Peptide research comes with a lot of jargon. This glossary defines the terms you'll meet most often across The Peptide Almanac, in plain English. For any specific compound, see its full guide in the A–Z directory.

Amino acid
The basic building block of peptides and proteins. There are 20 standard amino acids; their order in a chain determines what a peptide does.
Peptide bond
The chemical bond that links amino acids together into a chain.
Peptide vs. protein
Both are amino-acid chains. Peptides are short (roughly 2–50 amino acids); proteins are long, folded chains of many more.
Analog
A modified version of a natural peptide, engineered to change its strength, duration, or selectivity — for example, a longer-acting version of a natural hormone.
Receptor agonist
A molecule that activates a receptor, switching on its signal (e.g. a GLP-1 receptor agonist mimics the hormone GLP-1).
Receptor antagonist
A molecule that blocks a receptor, preventing its normal signal (e.g. a GnRH antagonist).
GLP-1
Glucagon-like peptide-1 — a gut hormone that curbs appetite and improves insulin response. The target of weight-loss/diabetes drugs like semaglutide.
GIP
Glucose-dependent insulinotropic polypeptide — a second incretin hormone, combined with GLP-1 in dual agonists like tirzepatide.
Incretin
A gut hormone (such as GLP-1 or GIP) released after eating that boosts insulin and reduces appetite. 'Incretin mimetics' copy them.
Secretagogue
A substance that prompts the body to secrete something — e.g. a growth-hormone secretagogue triggers release of the body's own growth hormone.
GHRP
Growth-hormone-releasing peptide — acts on the ghrelin receptor to trigger a growth-hormone pulse (e.g. ipamorelin).
GHRH analog
A peptide modeled on growth-hormone-releasing hormone that stimulates the pituitary (e.g. sermorelin, CJC-1295).
IGF-1
Insulin-like growth factor 1 — a hormone downstream of growth hormone that drives tissue and muscle growth.
Myostatin
A protein that limits muscle growth; some experimental peptides aim to inhibit it to promote muscle.
Melanocortin system
A brain/skin signaling system involved in pigmentation and sexual desire — the target of peptides like PT-141 and melanotan.
GnRH
Gonadotropin-releasing hormone — the master switch of the reproductive hormone cascade. Agonists and antagonists are used in fertility and cancer care.
Nootropic
A substance studied for cognitive benefits (memory, focus). Several neuropeptides such as Semax are described this way.
Bioregulator
A term for ultra-short synthetic peptides (often of Russian origin) proposed to influence specific tissues; evidence is largely preclinical.
Subcutaneous
Injection into the fat layer just under the skin — the most common route for peptide injections.
Bioavailability
The fraction of a dose that reaches the bloodstream intact. Most peptides have very low oral bioavailability because they're digested.
Half-life
How long it takes for half of a substance to clear from the body — a key driver of how often a peptide must be dosed.
Research chemical
A compound sold 'for research use only' that is not approved for human use and often lacks human safety or efficacy data.
FDA
The U.S. Food and Drug Administration — the regulator that approves medicines and polices unapproved drug marketing.
WADA
The World Anti-Doping Agency, whose code prohibits many peptides in sport at all times.
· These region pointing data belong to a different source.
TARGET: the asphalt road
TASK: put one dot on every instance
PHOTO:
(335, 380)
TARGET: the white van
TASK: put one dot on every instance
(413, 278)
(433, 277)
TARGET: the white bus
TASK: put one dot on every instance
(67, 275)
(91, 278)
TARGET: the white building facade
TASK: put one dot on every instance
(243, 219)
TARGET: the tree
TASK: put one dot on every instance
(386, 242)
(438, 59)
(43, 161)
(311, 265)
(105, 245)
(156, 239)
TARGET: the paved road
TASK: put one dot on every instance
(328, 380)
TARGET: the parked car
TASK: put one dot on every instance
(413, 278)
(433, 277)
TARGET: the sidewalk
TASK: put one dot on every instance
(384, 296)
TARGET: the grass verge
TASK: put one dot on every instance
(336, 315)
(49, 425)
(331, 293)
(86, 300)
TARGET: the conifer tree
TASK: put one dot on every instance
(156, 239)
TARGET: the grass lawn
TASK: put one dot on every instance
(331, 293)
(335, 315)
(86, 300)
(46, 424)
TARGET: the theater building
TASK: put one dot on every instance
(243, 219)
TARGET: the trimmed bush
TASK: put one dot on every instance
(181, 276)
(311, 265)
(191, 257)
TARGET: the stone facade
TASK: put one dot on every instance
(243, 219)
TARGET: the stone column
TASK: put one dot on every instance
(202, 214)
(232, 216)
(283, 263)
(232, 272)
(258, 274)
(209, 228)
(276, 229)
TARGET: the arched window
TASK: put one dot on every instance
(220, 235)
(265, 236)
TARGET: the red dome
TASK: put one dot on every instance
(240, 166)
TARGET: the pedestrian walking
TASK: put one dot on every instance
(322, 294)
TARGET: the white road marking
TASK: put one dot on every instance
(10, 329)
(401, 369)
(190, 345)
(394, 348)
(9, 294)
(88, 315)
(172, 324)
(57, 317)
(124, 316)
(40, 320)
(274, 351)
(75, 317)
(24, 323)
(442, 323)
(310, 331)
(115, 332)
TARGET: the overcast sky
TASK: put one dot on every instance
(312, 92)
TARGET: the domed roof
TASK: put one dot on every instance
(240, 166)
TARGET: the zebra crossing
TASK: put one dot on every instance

Frequently asked questions

What does 'secretagogue' mean for peptides?

A secretagogue is something that makes the body secrete a substance. Growth-hormone secretagogues — like GHRPs and GHRH analogs — prompt the pituitary to release the body's own growth hormone rather than injecting it directly.

What is the difference between a receptor agonist and antagonist?

An agonist activates a receptor and switches its signal on; an antagonist blocks the receptor and prevents its signal. For example, a GLP-1 receptor agonist mimics GLP-1, while a GnRH antagonist blocks GnRH signaling.

What does 'research use only' mean?

It is a label on peptides sold as laboratory reagents rather than approved medicines. Such compounds are not approved for human use and are generally not quality-assured.